With our new plague called Covid-19, the grim series of events with the Black Death are extremely comprehensible. While the Black Death took months to spread through boat travel, today an airplane trip can take a contagion around the world in 24 hours. In the middle of the 14th century there seemed to be no rational explanation for it. No one knew how it was transmitted or how to prevent or treat it. Physicians who did treat it tended to use bloodletting and boil-lancing which are dangerous, unsanitary practices. Certainly, this next few sentences we can relate to. “Meanwhile, in a panic, healthy people did all they could do to avoid the sick. Doctors refused to see patients; priests refused to administer last rites, and shopkeepers closed their stores. Many people fled the cities for the countryside, bbut even there they could not escape this disease: It affected cows, sheep, goats, pigs, and chickens as well as people.”

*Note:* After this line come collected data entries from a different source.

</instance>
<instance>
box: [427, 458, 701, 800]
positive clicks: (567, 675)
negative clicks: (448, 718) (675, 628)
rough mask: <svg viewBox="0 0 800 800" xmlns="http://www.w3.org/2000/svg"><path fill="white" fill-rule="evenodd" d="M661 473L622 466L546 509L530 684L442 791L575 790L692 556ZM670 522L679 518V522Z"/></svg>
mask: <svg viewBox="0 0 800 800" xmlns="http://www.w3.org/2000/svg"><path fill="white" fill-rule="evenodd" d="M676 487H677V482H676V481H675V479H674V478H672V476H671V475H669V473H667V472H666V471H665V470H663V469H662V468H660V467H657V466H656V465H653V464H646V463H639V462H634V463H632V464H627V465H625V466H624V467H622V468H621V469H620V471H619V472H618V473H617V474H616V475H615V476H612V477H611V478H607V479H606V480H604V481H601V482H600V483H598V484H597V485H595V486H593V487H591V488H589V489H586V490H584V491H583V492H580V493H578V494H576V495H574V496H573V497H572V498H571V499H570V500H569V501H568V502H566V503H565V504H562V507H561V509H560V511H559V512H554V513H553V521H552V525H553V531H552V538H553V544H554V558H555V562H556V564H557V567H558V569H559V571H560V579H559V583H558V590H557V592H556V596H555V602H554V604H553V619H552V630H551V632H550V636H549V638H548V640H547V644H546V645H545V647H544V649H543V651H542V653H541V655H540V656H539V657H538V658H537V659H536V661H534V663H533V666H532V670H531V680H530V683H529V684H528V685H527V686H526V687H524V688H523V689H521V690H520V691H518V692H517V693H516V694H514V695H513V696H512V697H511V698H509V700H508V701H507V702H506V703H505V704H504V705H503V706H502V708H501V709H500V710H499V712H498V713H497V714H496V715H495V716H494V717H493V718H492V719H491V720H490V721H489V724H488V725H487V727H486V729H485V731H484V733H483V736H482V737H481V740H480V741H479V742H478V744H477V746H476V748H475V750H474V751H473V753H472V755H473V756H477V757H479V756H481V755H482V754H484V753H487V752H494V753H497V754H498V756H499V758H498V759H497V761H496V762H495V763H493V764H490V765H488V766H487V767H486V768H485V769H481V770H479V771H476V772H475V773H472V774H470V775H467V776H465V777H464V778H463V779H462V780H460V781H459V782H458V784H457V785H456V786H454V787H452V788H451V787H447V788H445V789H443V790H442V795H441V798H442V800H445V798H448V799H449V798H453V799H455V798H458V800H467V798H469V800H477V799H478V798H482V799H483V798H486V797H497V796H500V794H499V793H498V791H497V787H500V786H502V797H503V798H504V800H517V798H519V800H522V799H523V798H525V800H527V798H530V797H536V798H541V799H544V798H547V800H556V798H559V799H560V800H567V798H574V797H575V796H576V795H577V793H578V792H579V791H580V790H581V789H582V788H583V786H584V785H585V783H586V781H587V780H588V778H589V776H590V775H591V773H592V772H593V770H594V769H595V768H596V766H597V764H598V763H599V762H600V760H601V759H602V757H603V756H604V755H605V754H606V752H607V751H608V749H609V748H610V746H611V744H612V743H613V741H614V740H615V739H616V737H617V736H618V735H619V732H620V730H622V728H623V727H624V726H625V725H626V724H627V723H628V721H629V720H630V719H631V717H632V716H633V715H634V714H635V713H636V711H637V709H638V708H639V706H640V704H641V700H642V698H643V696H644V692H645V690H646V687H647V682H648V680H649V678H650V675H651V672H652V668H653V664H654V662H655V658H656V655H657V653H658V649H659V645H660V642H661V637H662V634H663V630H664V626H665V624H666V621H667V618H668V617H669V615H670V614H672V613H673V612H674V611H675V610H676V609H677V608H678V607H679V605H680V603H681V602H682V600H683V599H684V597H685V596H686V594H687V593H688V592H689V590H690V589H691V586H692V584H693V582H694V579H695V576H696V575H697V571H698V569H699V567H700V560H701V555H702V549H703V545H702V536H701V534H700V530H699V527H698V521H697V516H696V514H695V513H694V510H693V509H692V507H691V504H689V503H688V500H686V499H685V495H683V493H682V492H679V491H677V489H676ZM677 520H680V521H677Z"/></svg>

The Black Death had run its course by the early 1350s but appeared again every few generations for centuries. Modern sanitation and public health practices have greatly mitigated the impact of the disease. While we now have antibiotics to treat it – the World Health Organization says there are still 1,000-3,000 cases per year. I knew this because within the last few years I had a dream that two people in NYC had contracted the bubonic plague from rats – when I woke up and carried on with my day, the news mentioned that two people in New York City had caught the bubonic plague and were being treated with antibiotics and expected to live.
This deadliest of pandemics resulted in the estimated deaths of up to 75-200 million people in Eurasia and North Africa. The most popular theory is that it ended due to quarantines. The uninfected would remain in their homes, only venturing out when absolutely necessary – while those who could afford to moved out of densely populated areas.
So many sheep died from the plague that one of the consequences was a European wool shortage. Because they did not understand the biology of the disease, many people believed it was God’s punishment – retribution for such things as greed, blasphemy, heresy, fornication, and worldliness. Due to this logic, the only way to overcome the plague was to win God’s forgiveness. Some believed the way to do this was to purge their communities of heretics and other troublmakers – so thousands of Jews were massacred in 1348 and 49 and thousands more fled to sparsley populated areas of Eastern Europe..
It is said some people coped with the terror and uncertainty of the pandemic by lashing out at their neighbours and others turned inward fretting about their own souls.
Halloween and the Day of the Dead afford us the opportunity to celebrate, mourn and experience catharsis all at the same time. If you are mourning, call in Archangel Azrael, also known as the Angel of Death to console you.
Love and Light, Monica
Join the discussion 1 comment
Gillian October 31, 2020 at 5:11 pm
Wow, tons of info here and what a perfect post for All Hallows’ Eve! I learned a lot. I urge Monica’s readers to watch, if you can, (it’s not on Netflix at the moment) the animated Pixar/Disney movie called Coco which was made in 2017. Gorgeously animated, set in Mexico on the Day of the Dead. Happy Halloween!